Relation to Prior Work: This work is well situated in relation with previous work (BERT, GPT-2, T-5)

Reproducibility: No

Additional Feedback: - The text in Figure 1.1 is too small to read, even on a screen (without zooming a lot)

Review 4

Summary and Contributions: The paper shows scaling up language models can achieve task-agnostic few-shot performances on various NLP tasks. Besides other promising results on various tasks and examples, this paper has a clear contribution to the community; industry-level, heavy engineering efforts, and their analyses on various aspects. I do appreciate such efforts and empirical findings described in the paper.
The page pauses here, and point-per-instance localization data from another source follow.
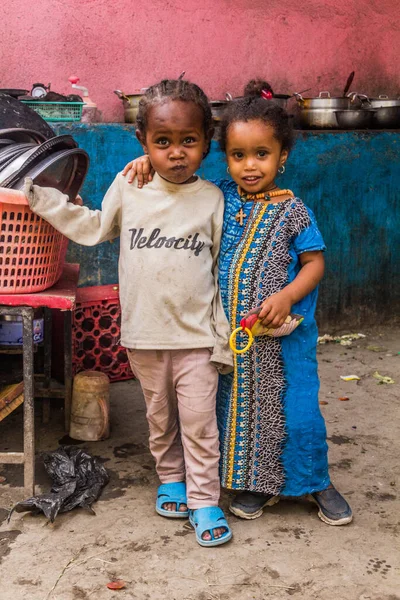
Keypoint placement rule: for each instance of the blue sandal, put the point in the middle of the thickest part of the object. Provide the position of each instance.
(208, 519)
(174, 493)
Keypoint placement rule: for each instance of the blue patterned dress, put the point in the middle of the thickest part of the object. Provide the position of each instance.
(273, 436)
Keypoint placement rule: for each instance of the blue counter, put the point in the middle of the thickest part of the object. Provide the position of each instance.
(350, 179)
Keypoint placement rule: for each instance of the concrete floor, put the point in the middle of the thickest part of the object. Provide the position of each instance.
(287, 552)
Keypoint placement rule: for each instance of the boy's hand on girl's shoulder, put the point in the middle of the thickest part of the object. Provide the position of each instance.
(275, 309)
(141, 168)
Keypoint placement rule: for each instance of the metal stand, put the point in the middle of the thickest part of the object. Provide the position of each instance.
(62, 297)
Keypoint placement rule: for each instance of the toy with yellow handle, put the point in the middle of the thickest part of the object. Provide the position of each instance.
(252, 326)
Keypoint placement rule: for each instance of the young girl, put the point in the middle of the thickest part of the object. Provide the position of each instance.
(273, 437)
(173, 322)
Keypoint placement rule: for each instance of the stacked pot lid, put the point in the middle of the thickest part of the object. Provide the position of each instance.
(29, 148)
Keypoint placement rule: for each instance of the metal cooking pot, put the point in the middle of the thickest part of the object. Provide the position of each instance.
(131, 105)
(380, 102)
(319, 113)
(325, 101)
(354, 118)
(315, 118)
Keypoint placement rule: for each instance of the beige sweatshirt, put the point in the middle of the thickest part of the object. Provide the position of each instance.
(168, 263)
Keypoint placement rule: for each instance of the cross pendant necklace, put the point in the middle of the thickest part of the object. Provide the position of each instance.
(261, 196)
(240, 216)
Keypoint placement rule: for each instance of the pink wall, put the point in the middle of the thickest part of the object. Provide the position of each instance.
(129, 44)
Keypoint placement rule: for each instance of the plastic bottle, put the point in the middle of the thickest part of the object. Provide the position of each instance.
(89, 111)
(90, 407)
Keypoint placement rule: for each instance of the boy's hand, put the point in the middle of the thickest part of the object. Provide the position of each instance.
(140, 168)
(275, 309)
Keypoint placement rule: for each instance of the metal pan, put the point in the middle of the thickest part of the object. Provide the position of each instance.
(65, 171)
(22, 164)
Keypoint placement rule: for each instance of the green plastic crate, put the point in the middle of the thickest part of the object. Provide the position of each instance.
(56, 111)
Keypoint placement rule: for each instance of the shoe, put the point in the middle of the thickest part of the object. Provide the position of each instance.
(174, 493)
(208, 519)
(333, 508)
(250, 505)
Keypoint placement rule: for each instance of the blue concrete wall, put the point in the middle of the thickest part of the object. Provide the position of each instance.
(350, 179)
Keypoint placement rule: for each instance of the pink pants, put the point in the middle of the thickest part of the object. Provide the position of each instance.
(179, 388)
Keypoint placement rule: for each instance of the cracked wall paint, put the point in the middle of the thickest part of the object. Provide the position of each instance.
(219, 43)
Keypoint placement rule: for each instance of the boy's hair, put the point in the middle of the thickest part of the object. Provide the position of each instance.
(175, 89)
(253, 108)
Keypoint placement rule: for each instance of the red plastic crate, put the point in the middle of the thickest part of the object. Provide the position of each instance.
(32, 252)
(96, 333)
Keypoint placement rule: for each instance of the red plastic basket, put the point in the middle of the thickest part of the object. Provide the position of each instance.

Strengths: The paper has the following strengths: (1) A comprehensive analysis has been made to evaluate the model in terms of task-agonistic behavior, memorization, and weakness based on the prior works/critiques made on the previous version of this work. (2) The empirical observations about the few-shot models’ capabilities are made (Figure 1.1 and Section 3.4), showing the scaling effects, limitations, and upper-bound of few-shot settings. (3) Experiments on different tasks in various applications indicate how much existing datasets/tasks are getting benefit from these huge-size language models and what kinds of operations (e.g., bidirectional, reasoning, external knowledge) should be done in the future toward that direction. (4) I pretty much enjoyed reading the Broader Impact section, which tries to adopt the feedback or criticism made from the earlier version of this work, including fairness and bias, energy usage, and potential misuse of the model. (5) For a perspective of usefulness, I think this can be applied to various NLP applications.

Weaknesses: Improvements from few shot LMs are not that surprising because it is mainly because the model uses more training data/parameters/computing resources. Since it is not fair to compare with relatively smaller models, the improvements themselves may not be the main contribution of this paper. In that manner, as an empirical paper with huge engineering efforts, this paper is worth to be accepted by NeurIPS, although more discussions about why still remain unexplored. For example, what types of linguistic capabilities could be achieved from this large language model for each task? Does better language modeling imply that it can do numerical reasoning (I saw some examples related to these but a few samples though), causal inferences, long-term coherence, stylistic variations, etc? Unfortunately, the paper seems to have huge media highlights by being seen as the general artificial intelligence or complete language understanding/generation system. I don’t believe a single NeurIPS paper can be like that but, then addressing more practical limitations rather than showing cherry picked ones or having more down ton in the writing seem to be necessary. There is a lack of scientific contributions and insights learned from this work. Compared to GPT2, the only difference made in this work is scaling up the training in terms of data size and comparing the model in three different settings: fine-tuning, few-shot, one-shot, and zero-shot. What scientific values does this paper bring to our community except for empirical observations found? In the experiment, does underperformance by GPT3 on NaturalQS shows GPT3 mean that it does not include any external knowledge in Wikipedia and their appropriate reasoning? Any more insights or error analysis? In the first figure of Figure 1.1., let’s say you use 175B x 1000 parameters, do you think the improvement from {zero,one,few}-shots still linearly increases? In the second figure of Figure 1.1., as the number of contexts increases, the degree of improvements from the few-shot GPT3 seems to be not that steep. Does this indicate the upper bound of the few-shot GPT3 is somewhere around K=100 or something? Also, please show me the zero/one-short cases as well.